La novela comienza con cuatro hombres desplegando un mapa en el que se derraman, en una gama de colores distinguibles, los bosques y el río que bajarían con sus canoas. La naturaleza está allí; es el mundo ficticio para ellos porque les aparece primeramente en un mapa, esa manera de domar los territorios que tiene el hombre. Y ese territorio desaparecerá por la construcción de una presa (otra forma de domar y controlar el mundo): se trata de la última oportunidad que les queda, su ratificación como hombres aventureros no puede esperar más: “Ya empezaron la represa de Aintry y cuando esté terminada, la primavera que viene, el río retrocederá mucho. Todo este valle estará sumergido. Pero ahora es salvaje. Y quiero decir salvaje, parece una parte de Alaska. La verdad es que deberíamos ir allá antes de que los de las inmobiliarias se lo apoderen y lo conviertan en uno de sus paraísos”. La plena conciencia del progreso –que es lo que los hace “buenos americanos”– los lanza a una aventura que se trunca, como siempre, por la intervención del otro. Porque, en esos bosques, los otros no ven aventura en estar allí sino la única vida que conocen.
Ninguno de los personajes es querible. El hecho no deja de resultar extraño ya que, en esta clase de novelas que llegan a convertirse en best sellers, siempre suele haber malos y buenos, correctos e incorrectos. Pero para Dickey sólo hay gente viviendo y sobreviviendo, lo que en cierto modo los exceptúa de justificarse o disculparse: se está dónde sólo es válido hacer sin pensar dos veces en las consecuencias o en el marco ético de los hechos. Por eso mismo, La violencia está en nosotros es una novela moralista, no en el sentido de medir el mundo elevando una moral a pauta ética (lo correcto y lo incorrecto, lo que está bien y lo que está mal), sino en el sentido de una defensa de la existencia de la moral individual en un mundo real y concreto al que los personajes deben enfrentar.

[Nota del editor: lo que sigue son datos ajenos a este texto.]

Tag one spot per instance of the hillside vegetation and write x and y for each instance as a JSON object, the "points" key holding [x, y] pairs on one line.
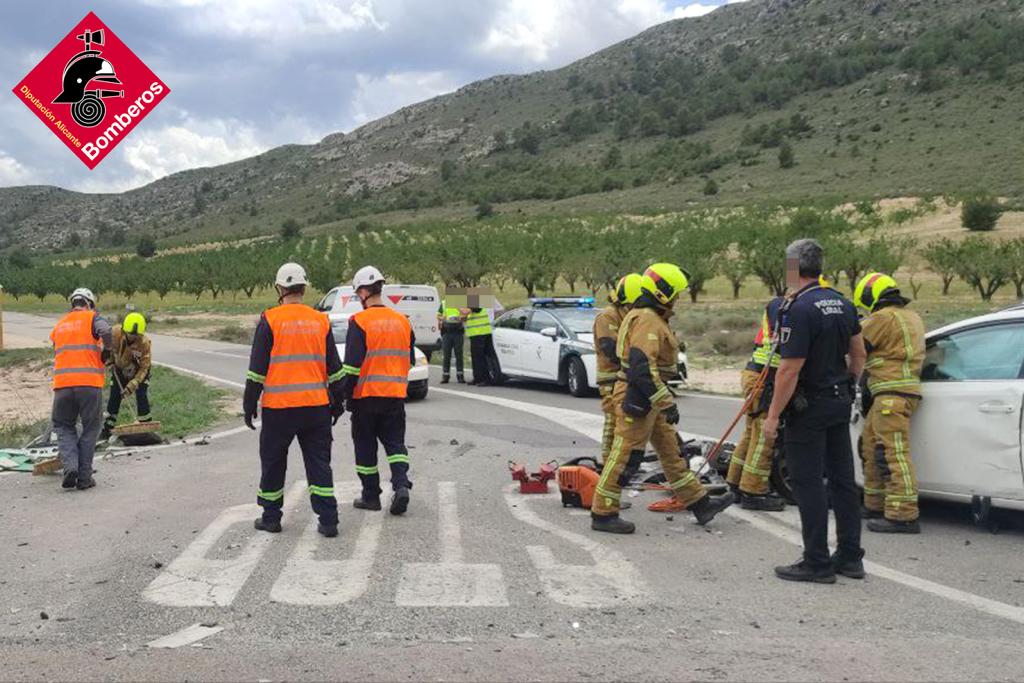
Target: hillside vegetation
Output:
{"points": [[765, 101]]}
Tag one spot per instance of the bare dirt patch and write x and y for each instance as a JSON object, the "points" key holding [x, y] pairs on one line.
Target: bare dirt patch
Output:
{"points": [[27, 393]]}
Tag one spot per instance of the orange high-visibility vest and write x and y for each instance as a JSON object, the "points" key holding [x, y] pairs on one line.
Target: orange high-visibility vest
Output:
{"points": [[77, 353], [297, 375], [385, 369]]}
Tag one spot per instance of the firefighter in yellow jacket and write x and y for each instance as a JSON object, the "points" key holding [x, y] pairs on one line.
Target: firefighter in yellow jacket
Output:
{"points": [[750, 468], [646, 410], [131, 359], [894, 336], [605, 335]]}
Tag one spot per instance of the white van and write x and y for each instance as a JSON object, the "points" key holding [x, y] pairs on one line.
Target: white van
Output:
{"points": [[418, 302]]}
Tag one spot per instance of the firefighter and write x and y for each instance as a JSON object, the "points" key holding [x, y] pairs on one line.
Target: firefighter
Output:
{"points": [[894, 336], [131, 359], [605, 335], [78, 386], [453, 326], [646, 410], [294, 365], [751, 464], [379, 351]]}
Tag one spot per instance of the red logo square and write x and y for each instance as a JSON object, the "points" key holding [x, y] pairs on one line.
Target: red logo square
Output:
{"points": [[91, 90]]}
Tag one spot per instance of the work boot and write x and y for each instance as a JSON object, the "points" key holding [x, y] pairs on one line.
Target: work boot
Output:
{"points": [[893, 526], [611, 524], [399, 502], [262, 525], [364, 503], [867, 513], [801, 571], [849, 568], [706, 509], [765, 503], [737, 495]]}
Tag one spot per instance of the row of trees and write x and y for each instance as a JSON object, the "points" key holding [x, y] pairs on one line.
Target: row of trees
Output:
{"points": [[588, 254]]}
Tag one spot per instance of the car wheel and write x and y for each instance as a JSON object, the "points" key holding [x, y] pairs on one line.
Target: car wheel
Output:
{"points": [[576, 377], [418, 390]]}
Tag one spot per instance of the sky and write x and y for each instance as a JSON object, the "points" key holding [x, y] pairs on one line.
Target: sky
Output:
{"points": [[250, 75]]}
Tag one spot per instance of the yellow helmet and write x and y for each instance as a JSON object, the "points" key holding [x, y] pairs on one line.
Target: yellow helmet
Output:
{"points": [[134, 324], [665, 282], [870, 288], [628, 290]]}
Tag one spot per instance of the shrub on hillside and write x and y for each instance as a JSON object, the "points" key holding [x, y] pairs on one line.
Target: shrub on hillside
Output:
{"points": [[980, 213]]}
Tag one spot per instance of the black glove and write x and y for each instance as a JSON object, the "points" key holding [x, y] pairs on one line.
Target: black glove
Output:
{"points": [[337, 410], [250, 402]]}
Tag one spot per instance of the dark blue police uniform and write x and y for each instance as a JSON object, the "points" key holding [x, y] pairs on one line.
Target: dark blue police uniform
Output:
{"points": [[817, 326]]}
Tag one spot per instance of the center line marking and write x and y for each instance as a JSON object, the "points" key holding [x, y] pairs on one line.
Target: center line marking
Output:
{"points": [[591, 426]]}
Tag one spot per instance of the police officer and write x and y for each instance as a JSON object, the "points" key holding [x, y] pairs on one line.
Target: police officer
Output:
{"points": [[646, 410], [78, 386], [380, 349], [894, 336], [453, 324], [814, 387], [606, 324], [750, 467], [294, 365]]}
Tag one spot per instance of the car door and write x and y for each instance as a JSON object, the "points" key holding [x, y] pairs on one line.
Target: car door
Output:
{"points": [[509, 335], [966, 436], [540, 353]]}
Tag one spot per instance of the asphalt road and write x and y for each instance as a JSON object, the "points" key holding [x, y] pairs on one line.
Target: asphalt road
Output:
{"points": [[476, 582]]}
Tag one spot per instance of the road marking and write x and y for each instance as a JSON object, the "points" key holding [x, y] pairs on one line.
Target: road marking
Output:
{"points": [[186, 636], [590, 425], [194, 581], [611, 580], [306, 581], [451, 583]]}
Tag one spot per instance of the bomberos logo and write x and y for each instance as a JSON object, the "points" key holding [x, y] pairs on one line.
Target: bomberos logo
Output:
{"points": [[91, 90]]}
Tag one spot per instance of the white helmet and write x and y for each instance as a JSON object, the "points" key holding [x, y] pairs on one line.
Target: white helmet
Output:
{"points": [[291, 274], [366, 276], [83, 293]]}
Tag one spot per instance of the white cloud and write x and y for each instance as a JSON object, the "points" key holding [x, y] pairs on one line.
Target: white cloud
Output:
{"points": [[377, 96], [555, 32], [152, 154], [276, 22], [12, 172]]}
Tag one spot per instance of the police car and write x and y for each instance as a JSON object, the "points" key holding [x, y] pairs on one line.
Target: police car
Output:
{"points": [[552, 340], [419, 374]]}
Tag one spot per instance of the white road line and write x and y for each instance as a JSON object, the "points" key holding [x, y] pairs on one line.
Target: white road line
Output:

Tres oficinistas y un aventurero de fin de semana: eso son los miembros del grupo que se adentra en un bosque característico del profundo sur, ese de las películas donde hijos de hermanos a la enésima potencia viven al margen de la civilización, o de aquello que los estadounidenses consideran que es la civilización. “Trazamos un plan, y es todo lo que pudimos hacer” reconocen los miembros de este grupo poco armonioso en el que no importa lo que pueda ocurrir porque ellos están por sobre todo. Pocas veces el cine consigue llevar al libro que le dio origen con cierta eficacia estética, devolviendo esa sensación de que se ha dado la conjunción justa de un grupo de personas que, contra los requerimientos económicos de toda producción cultural, han sabido priorizar el valor estético de la construcción. Por eso es que Deliverance me vuelve cada tanto a la cabeza, por algún disparador como la entrevista a Harrison, aunque no sepa si es la película o la novela quien llega primero: un clásico absoluto que regresa constantemente en alguna de sus versiones.